Dinas Pengendalian Kependudukan Keluarga Berencana Pemberdayaan Perempuan dan Perlindungan Anak (PPKBPPPA) Hulu Sungai Selatan (HSS) menggelar pelatihan penanganan kasus dan pencegahan.
“Pelatihan terkait kasus kekerasan terhadap perempuan (KtP), kekerasan terhadap anak (KtA), tindak pidana perdagangan orang (TPPO), anak yang berkonflik dengan hukum (ABH) dan perkawinan anak,” ujar Ketua PPKBPPPA HSS Kantor, Dian Marliana, di Kandangan, Kamis.
Dian menjelaskan, kasus kekerasan terhadap perempuan dan anak masih terjadi di HSS, sejak 2023 hingga Mei tercatat 14 kasus, terdiri dari empat kasus perempuan dan 10 kasus anak.
Sedangkan pada tahun 2022 terdapat 28 kasus yang terjadi di HSS yang dilaporkan terdiri dari 4 kasus perempuan dan 24 kasus anak.
Masalah kekerasan dan eksploitasi seksual terhadap anak selalu menjadi perbincangan serius, dan masih menjadi isu strategis dalam pembangunan bangsa Indonesia saat ini, bahkan mendapat perhatian dunia internasional.
Dalam penanganannya, tidak hanya oleh pemerintah pusat tetapi pemerintah daerah. sesuai dengan amanat Undang-Undang Nomor 23 Tahun 2014 tentang Pemerintahan Daerah.
“UU ini mengatur bahwa urusan perlindungan anak tidak hanya menjadi kewenangan pemerintah pusat, tetapi juga menjadi kewenangan pemerintah daerah kabupaten atau kota, melalui Unit Pelaksana Teknis Daerah Perlindungan Perempuan dan Anak (UPTD PPA),” ujar Dian .
UPTD PPA memberikan pelayanan yang dibutuhkan bagi perempuan dan anak baik di tingkat daerah, provinsi maupun daerah dalam menjalankan tugasnya melayani pengaduan masyarakat, penjangkauan korban, penanganan kasus, penampungan.
Dalam memediasi dan mendampingi korban, UPTD PPA tidak dapat menjalankan tugasnya sendiri, sehingga membutuhkan bantuan dari berbagai pihak agar pelayanan dapat terlaksana dengan baik.
“Bantuan tersebut berasal dari tenaga kesehatan, tenaga pengajar dan masyarakat yang sering bersentuhan langsung dengan korban kekerasan,” ujar Dian.

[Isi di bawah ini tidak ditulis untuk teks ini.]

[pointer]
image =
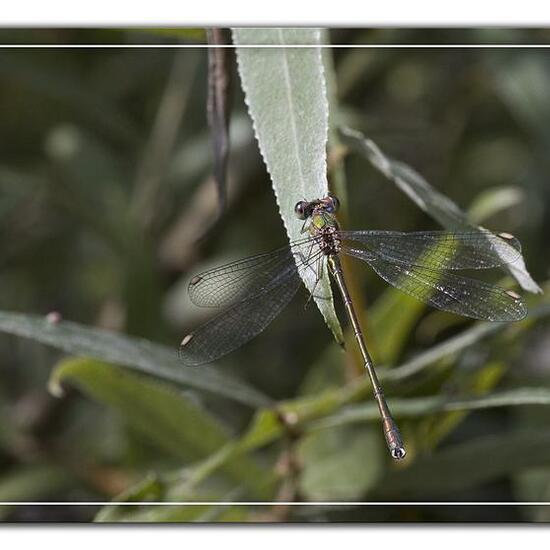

Tak lupa, Dian berharap pihaknya selalu mendapat dukungan penuh, baik dari pemerintah daerah maupun masyarakat dalam menjalankan tugas memberikan pelayanan dan pemenuhan hak perempuan dan anak.
Asisten I Kamidi mengatakan, kekerasan terhadap perempuan dan anak serta tindak pidana perdagangan anak, perdagangan orang dan perkawinan anak sudah terlihat di berbagai pemberitaan, dengan berbagai faktor pemicunya.
Menurutnya, pengetahuan dan keterampilan perlu ditingkatkan melalui kegiatan pelatihan bagi pihak terkait, seperti kepala puskesmas, guru bimbingan dan konseling, dan anggota satgas perlindungan anak terpadu.
“Sehingga dapat memetakan kemungkinan sumber masalah dan potensi kerawanan yang mungkin terjadi, berdasarkan faktor pemicu yang ada,” jelas Kamidi.
Kamidi menambahkan, untuk selanjutnya kemungkinan langkah antisipasi dan intervensi dapat dilakukan, tentunya sesuai dengan kondisi dan ketentuan yang berlaku.
Pelatihan dilaksanakan selama dua hari mulai tanggal 11 sd 12 Mei 2023, dan diikuti oleh 36 orang yang terdiri dari kepala puskesmas, guru bimbingan dan konseling (BK) tingkat SMP dan SMA sederajat, serta anak terpadu. satgas perlindungan.